Suggested libraries: ragas (with calibration), deepeval, or custom — depends on stack. The framework matters less than having the golden set and running it on every change.

Diagnostic Matrix

When a metric regresses, use this table to triage the root cause before touching any code. Fix the upstream layer first — don't patch generation when retrieval is broken.

Bad Metric	Likely Root Cause	Where to Look First
Low Recall@K	Bad chunking (chunks too large/small), weak embedding model, indexing gap, metadata filter too strict	Check chunking strategy, embedding model selection, pre-filter logic
Low Precision@K	Too many irrelevant chunks retrieved, reranker missing or weak, k too high	Reduce k, add/tune reranker, tighten hybrid retrieval
Low Context Precision	Reranker missing or underperforming — relevant chunks exist but are buried	Reranker not deployed, or `ef_search`/`nprobe` index params too loose; tune or add cross-encoder
Low Context Relevance	Semantic drift between query and document vocabulary, poor chunking, wrong retrieval strategy	Check query expansion, embedding model mismatch, chunking granularity
Low Answer Relevance	Prompt issue, generation model too weak, instructions unclear or conflicting	Audit system prompt, check for prompt injection, try stronger model
Low Faithfulness	Hallucination, citation enforcement absent in prompt, grounding prompt too weak	Add atomic-claim citation check, tighten grounding instructions, check context packing for noise

Key principle: trace backward from the bad metric to the pipeline layer that owns it.

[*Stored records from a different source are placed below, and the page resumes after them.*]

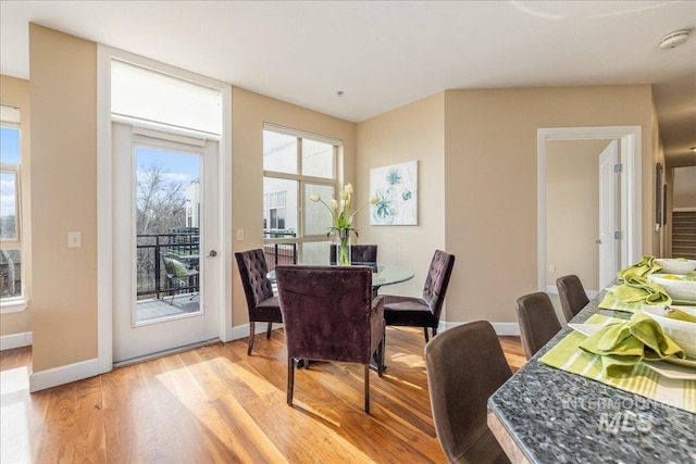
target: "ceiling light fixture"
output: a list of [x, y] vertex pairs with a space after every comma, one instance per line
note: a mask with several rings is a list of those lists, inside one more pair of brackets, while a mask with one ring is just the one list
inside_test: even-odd
[[689, 32], [686, 29], [674, 30], [660, 39], [661, 50], [671, 50], [688, 40]]

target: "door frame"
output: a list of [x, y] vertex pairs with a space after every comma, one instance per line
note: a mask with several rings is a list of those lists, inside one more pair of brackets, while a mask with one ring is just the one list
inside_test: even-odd
[[621, 267], [642, 255], [642, 128], [641, 126], [550, 127], [536, 131], [537, 149], [537, 287], [547, 291], [546, 279], [546, 142], [549, 140], [619, 139], [621, 172], [621, 213], [618, 224], [624, 233], [621, 241]]
[[[164, 63], [99, 43], [97, 47], [97, 350], [98, 374], [113, 369], [113, 221], [111, 181], [111, 60], [145, 67], [215, 88], [222, 95], [222, 135], [219, 155], [220, 281], [232, 279], [232, 86]], [[217, 335], [232, 340], [232, 292], [221, 285]]]
[[[612, 276], [619, 272], [619, 247], [613, 233], [618, 230], [617, 209], [619, 193], [619, 183], [616, 178], [619, 173], [613, 168], [619, 164], [619, 143], [612, 139], [607, 148], [599, 153], [598, 174], [599, 174], [599, 230], [598, 230], [598, 258], [599, 258], [599, 283], [597, 288], [611, 280]], [[606, 171], [605, 168], [608, 171]], [[605, 218], [607, 221], [605, 221]]]

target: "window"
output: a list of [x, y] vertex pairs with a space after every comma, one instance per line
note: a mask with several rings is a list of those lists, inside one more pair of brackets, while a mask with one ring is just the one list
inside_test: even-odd
[[311, 193], [334, 197], [340, 140], [265, 124], [263, 130], [263, 238], [266, 261], [324, 263], [331, 215]]
[[[0, 304], [23, 299], [20, 110], [0, 106]], [[22, 306], [24, 309], [24, 305]], [[21, 310], [20, 310], [21, 311]]]

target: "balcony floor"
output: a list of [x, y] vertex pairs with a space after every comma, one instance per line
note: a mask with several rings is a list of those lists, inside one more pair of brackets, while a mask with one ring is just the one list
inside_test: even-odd
[[138, 301], [136, 308], [136, 324], [200, 311], [200, 298], [198, 293], [194, 296], [192, 300], [190, 293], [185, 293], [174, 297], [172, 304], [170, 304], [170, 301], [172, 301], [172, 297], [165, 297], [161, 300], [151, 299]]

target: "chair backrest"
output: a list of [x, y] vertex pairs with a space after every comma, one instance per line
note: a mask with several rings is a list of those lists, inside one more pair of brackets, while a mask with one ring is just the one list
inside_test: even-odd
[[423, 300], [427, 302], [433, 315], [439, 318], [445, 302], [445, 293], [455, 267], [455, 255], [443, 250], [435, 250], [431, 266], [423, 286]]
[[525, 294], [515, 302], [520, 336], [529, 360], [561, 329], [554, 304], [543, 291]]
[[558, 288], [566, 322], [570, 322], [575, 317], [575, 314], [580, 313], [589, 303], [583, 283], [576, 275], [568, 275], [556, 279], [556, 287]]
[[[425, 346], [425, 366], [437, 437], [447, 460], [461, 462], [484, 434], [490, 434], [486, 424], [488, 397], [512, 372], [486, 321], [463, 324], [434, 337]], [[495, 440], [492, 443], [497, 444]], [[487, 456], [494, 454], [481, 451]], [[465, 462], [484, 462], [471, 457]]]
[[279, 265], [275, 278], [288, 358], [370, 363], [383, 336], [371, 330], [370, 267]]
[[263, 254], [263, 250], [258, 248], [237, 252], [235, 258], [239, 267], [244, 293], [247, 297], [247, 306], [251, 311], [260, 302], [273, 297], [273, 286], [266, 277], [269, 265], [265, 262], [265, 254]]
[[[330, 247], [328, 261], [336, 262], [337, 247], [332, 244]], [[350, 262], [351, 263], [376, 263], [377, 262], [377, 246], [376, 244], [351, 244], [350, 246]]]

Low Faithfulness is almost always a generation-layer or context-packing problem, not a retrieval problem. Low Recall@K is almost always a retrieval or chunking problem — fixing the prompt won't help.

How to apply

When asked about RAG evaluation:

Find out their phase. v1 (no eval yet) needs golden set first. v2 (has eval) needs scale and calibration.
Push back on "we'll evaluate later." No golden set = flying blind. Even 50 queries beats nothing.
Start with retrieval metrics, not just answer metrics. Recall@K catches retrieval failures that look like generation failures.
Warn against uncalibrated LLM-as-judge. It's the most common eval mistake.
Recommend per-claim citation checking — citation presence is a weak signal.

Reference: full playbook §33–37 (evaluation), §35.2 (citation quality), §37.1 (eval at scale).